Critique Nobilis [2001]
Avis critique rédigé par Vincent L. le mardi 25 mai 2010 à 16h05
Un jeu exceptionnel, mais très difficile à faire jouer...
Traduction de la seconde édition d'un jeu culte outre-atlantique, Nobilis est le type même de produit qui, déjà sur la forme, se démarque largement de ses concurrents dans les rayonnages des magasins. Carré, disposant d'une couverture sobre n'indiquant rien de concret sur l'univers du jeu - non, on n'y joue pas des statues ! - imprimé sur un papier légèrement granulé assez classieux, très riche en texte - par ailleurs imprimé en très petit caractère - et particulièrement chiche en illustrations, Nobilis a, au premier coup d'oeil, une gueule vraiment différente de celle tous les autres jeux de rôle. Et il suffit de tourner les premières pages et de se lancer dans quelques minutes de lecture pour bien se rendre compte que cette originalité formelle est mise au service d'un jeu totalement hors-norme, visiblement bien décidé à ne rien faire comme tout le monde (quitte à devoir, si nécessaire, se couper de tout un pan du public).

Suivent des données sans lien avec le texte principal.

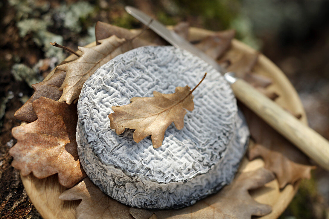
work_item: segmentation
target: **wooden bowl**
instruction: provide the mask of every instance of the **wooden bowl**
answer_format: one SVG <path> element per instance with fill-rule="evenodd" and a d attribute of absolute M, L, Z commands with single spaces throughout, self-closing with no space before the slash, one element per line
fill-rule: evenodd
<path fill-rule="evenodd" d="M 195 28 L 189 30 L 189 39 L 200 39 L 213 32 Z M 93 42 L 87 46 L 89 47 L 95 45 Z M 230 51 L 240 52 L 255 52 L 253 49 L 242 42 L 234 39 Z M 78 51 L 81 54 L 81 52 Z M 71 55 L 65 60 L 72 60 L 76 58 Z M 259 56 L 258 61 L 254 68 L 253 72 L 270 78 L 273 80 L 273 84 L 267 89 L 275 91 L 279 97 L 275 102 L 285 108 L 291 111 L 298 112 L 302 115 L 301 121 L 307 124 L 306 115 L 300 100 L 297 92 L 283 73 L 267 58 L 263 54 Z M 45 78 L 48 79 L 54 73 L 54 71 Z M 239 171 L 247 172 L 264 167 L 264 163 L 261 159 L 250 161 L 244 158 L 239 169 Z M 79 201 L 63 201 L 58 198 L 59 195 L 66 188 L 60 184 L 57 175 L 46 178 L 39 179 L 32 174 L 27 176 L 21 175 L 23 184 L 29 196 L 36 208 L 44 218 L 73 218 L 75 217 L 75 208 L 80 202 Z M 272 212 L 262 218 L 276 218 L 286 208 L 296 192 L 299 181 L 294 184 L 288 184 L 280 190 L 279 183 L 276 179 L 267 183 L 266 186 L 253 191 L 251 194 L 257 202 L 267 204 L 272 207 Z M 152 217 L 155 218 L 155 215 Z"/>

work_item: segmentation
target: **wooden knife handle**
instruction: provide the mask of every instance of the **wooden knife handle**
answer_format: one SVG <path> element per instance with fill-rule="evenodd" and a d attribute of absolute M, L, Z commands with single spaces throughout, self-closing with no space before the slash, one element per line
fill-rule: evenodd
<path fill-rule="evenodd" d="M 233 78 L 229 82 L 238 99 L 319 165 L 329 171 L 327 140 L 242 79 Z"/>

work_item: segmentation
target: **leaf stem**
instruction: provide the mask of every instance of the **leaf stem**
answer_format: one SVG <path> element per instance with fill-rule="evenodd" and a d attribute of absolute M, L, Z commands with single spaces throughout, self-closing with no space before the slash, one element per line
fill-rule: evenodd
<path fill-rule="evenodd" d="M 49 43 L 50 44 L 50 45 L 51 45 L 52 46 L 56 46 L 56 47 L 58 47 L 58 48 L 62 48 L 62 49 L 63 49 L 66 51 L 68 51 L 71 53 L 73 53 L 73 54 L 74 54 L 75 55 L 78 57 L 80 57 L 80 55 L 79 55 L 78 53 L 77 53 L 76 52 L 75 52 L 71 50 L 71 49 L 68 48 L 66 46 L 62 46 L 61 45 L 60 45 L 59 44 L 58 44 L 56 42 L 54 42 L 53 43 L 50 42 Z"/>
<path fill-rule="evenodd" d="M 207 75 L 207 72 L 206 72 L 205 73 L 205 75 L 203 76 L 203 77 L 202 78 L 202 79 L 201 79 L 201 81 L 200 81 L 200 82 L 199 83 L 199 84 L 197 84 L 196 85 L 196 86 L 195 86 L 194 87 L 194 88 L 193 88 L 192 90 L 191 90 L 191 91 L 190 91 L 190 93 L 189 94 L 189 95 L 190 94 L 191 94 L 191 93 L 192 93 L 192 92 L 194 91 L 194 90 L 195 89 L 195 88 L 196 88 L 198 86 L 200 85 L 200 84 L 201 84 L 201 83 L 203 81 L 203 80 L 205 79 L 205 78 L 206 77 L 206 75 Z"/>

Et cette volonté de marginalité est totalement jusqu'auboutiste. Rien que dans la désignation du MJ, le jeu fait déjà différent ; en effet, là où les jeux de rôle vont traditionnellement opter pour une classique déclinaison de "maître de jeu", avec un ou plusieurs mots possédant une connotation posant une supériorité vis à vis des autres joueurs (maître du donjon, gardien des arcanes, conteur ou réalisateur par exemple), Nobilis propose, en toute simplicité, d'appeler son meneur "La Divine Rose Tremière". C'est beau, c'est poétique, c'est opaque et c'est obscur, bref, ça fait classe et c'est fondamentalement différent. On pourra certes y voir un côté vraiment prétentieux - à raison ! - mais avouons tout de même que Rebecca S. Borgstrom, l'auteur du jeu, a clairement les moyens de sa prétention, et que c'est cette relative absence de modestie qui donne à Nobilis toute cette audace qui fait sa grande originalité.

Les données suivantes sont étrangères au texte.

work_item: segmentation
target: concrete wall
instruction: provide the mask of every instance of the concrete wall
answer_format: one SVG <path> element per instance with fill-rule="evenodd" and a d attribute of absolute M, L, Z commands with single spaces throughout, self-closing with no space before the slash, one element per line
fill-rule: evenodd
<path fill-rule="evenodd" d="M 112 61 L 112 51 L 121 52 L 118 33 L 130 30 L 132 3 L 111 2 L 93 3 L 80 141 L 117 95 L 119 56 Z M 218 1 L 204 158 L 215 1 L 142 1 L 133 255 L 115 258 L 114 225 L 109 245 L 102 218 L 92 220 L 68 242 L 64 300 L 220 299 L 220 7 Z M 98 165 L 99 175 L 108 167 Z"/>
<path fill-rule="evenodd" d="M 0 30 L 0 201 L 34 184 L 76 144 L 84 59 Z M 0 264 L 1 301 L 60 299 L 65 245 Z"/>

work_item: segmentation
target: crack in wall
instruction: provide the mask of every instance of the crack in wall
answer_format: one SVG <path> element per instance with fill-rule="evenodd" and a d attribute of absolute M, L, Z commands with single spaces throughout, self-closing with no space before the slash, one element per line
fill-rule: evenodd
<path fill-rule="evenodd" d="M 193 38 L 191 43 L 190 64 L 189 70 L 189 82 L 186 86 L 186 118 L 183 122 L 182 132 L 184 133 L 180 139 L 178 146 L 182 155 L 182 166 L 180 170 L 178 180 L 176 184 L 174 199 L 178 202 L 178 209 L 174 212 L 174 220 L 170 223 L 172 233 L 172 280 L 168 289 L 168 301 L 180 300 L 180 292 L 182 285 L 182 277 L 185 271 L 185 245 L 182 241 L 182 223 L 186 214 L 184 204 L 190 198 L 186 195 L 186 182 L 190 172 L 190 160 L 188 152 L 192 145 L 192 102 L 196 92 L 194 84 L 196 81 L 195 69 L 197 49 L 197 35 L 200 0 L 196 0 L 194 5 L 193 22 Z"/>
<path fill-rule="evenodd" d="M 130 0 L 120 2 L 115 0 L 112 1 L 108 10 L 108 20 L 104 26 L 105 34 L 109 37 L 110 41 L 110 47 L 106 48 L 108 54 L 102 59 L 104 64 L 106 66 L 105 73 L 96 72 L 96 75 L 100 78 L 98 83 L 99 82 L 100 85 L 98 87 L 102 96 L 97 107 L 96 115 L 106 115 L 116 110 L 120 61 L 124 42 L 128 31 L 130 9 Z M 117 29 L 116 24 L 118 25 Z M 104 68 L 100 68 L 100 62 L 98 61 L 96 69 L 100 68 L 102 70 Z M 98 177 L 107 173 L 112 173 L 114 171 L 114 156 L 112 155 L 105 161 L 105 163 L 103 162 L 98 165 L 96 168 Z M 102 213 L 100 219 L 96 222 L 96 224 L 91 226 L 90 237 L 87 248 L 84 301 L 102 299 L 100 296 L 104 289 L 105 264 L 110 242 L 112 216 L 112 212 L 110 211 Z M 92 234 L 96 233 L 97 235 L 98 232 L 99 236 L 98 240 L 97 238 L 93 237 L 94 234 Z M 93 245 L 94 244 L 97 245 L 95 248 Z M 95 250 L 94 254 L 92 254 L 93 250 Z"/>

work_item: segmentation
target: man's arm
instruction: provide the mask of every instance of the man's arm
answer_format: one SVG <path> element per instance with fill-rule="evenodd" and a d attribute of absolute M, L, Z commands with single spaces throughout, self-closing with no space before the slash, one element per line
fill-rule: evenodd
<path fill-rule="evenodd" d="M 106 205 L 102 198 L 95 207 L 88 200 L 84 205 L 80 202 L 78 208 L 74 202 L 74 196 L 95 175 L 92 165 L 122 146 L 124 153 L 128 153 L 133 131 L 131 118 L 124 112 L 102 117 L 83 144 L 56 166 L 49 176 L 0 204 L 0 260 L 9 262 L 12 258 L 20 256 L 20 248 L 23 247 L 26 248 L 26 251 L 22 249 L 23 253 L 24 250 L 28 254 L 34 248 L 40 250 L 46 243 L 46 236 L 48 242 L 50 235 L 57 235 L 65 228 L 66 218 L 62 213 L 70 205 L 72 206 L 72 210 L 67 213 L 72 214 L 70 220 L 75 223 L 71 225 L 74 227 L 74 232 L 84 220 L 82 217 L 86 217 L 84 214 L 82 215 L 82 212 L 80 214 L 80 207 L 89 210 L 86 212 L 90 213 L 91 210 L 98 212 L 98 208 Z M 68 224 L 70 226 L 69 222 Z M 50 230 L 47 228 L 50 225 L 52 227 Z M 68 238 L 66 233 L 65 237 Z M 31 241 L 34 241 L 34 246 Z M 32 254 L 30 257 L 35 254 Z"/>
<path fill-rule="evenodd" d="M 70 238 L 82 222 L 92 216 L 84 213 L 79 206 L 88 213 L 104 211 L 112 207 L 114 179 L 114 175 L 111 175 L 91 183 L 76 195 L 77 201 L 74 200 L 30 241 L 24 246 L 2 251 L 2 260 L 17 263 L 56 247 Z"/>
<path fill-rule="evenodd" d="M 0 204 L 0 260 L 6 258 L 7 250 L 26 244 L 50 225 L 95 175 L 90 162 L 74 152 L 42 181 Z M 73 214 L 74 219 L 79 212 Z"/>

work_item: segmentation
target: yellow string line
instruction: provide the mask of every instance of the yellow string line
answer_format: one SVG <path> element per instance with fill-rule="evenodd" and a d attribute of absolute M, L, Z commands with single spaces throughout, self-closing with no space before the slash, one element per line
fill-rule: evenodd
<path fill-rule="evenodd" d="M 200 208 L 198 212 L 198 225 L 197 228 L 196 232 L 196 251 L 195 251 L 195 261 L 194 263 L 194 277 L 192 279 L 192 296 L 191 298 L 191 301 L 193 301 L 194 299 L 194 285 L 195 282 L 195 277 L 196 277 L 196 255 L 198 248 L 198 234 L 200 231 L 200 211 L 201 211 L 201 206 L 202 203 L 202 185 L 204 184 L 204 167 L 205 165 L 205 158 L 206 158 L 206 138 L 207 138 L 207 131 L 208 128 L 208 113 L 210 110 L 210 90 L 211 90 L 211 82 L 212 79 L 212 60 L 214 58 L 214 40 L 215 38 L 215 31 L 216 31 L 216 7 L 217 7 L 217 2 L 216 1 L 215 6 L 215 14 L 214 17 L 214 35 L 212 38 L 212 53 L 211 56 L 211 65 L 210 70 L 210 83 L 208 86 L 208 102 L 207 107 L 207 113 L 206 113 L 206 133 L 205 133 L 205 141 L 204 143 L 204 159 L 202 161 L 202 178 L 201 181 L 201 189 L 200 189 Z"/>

A noter, cependant, avant toute autre considération, que Nobilis s'avère très fastidieux à lire et à comprendre. A force de trop se prendre au sérieux, Rebecca S. Borgstrom en a visiblement oublié qu'elle écrivait un jeu dont les règles sont, par nature, destinées à être comprises. Certes, son style ampoulé donne un certain caractère à ce livre de base, mais ce serait oublier que bien écrire ne se résume pas à utiliser des suites de mots rares, et que la poésie ne limite pas à la simple utilisation de métaphores. Avec son style à la fois pompeux et très médiocre, Nobilis s'avère donc très rapidement assez agaçant à lire, et devient réellement insupportable dès lors qu'il s'agit d'expliquer des conceptions métaphysiques à l'aide d'une prose poétique littérairement très pauvre. D'un point de vue ludique, les explications données dans Nobilis sont donc probablement parmis les pires jamais écrites pour un jeu de rôle.
Le jeu se complaisant donc dans un intellectualisme pompeux qui rend sa substance, à la base déjà très particulière, difficile à appréhender, résumer Nobilis en quelques lignes, voire en quelques minutes, s'apparente donc à une véritable gageure. Pour résumer, les joueurs interprètent des humains à qui une sorte de dieu - un Imperator - a confié une partie de ses fonctions. Jusque là, rien de très compliqué ; le personnage devient un Nobilis, c'est à dire une divinité très spécialisée en charge d'un aspect bien précis de la réalité. Là où les choses se compliquent, c'est que les Imperators ne sont pas liés qu'à un seul fragment de la réalité ; ils recrutent donc plusieurs humains - une famille céleste - pour incarner leurs diverses facettes, lequelles peuvent ne rien avoir de commun du tout entre elles (exemple : le vent, les boites de TicTac et le jaune). Les Nobilis sont donc en charge du Domaine qui leur a été dévolu, devenant les gardiens d'un concept métaphysique de la réalité au sens où nous l'entendons traditionnellement.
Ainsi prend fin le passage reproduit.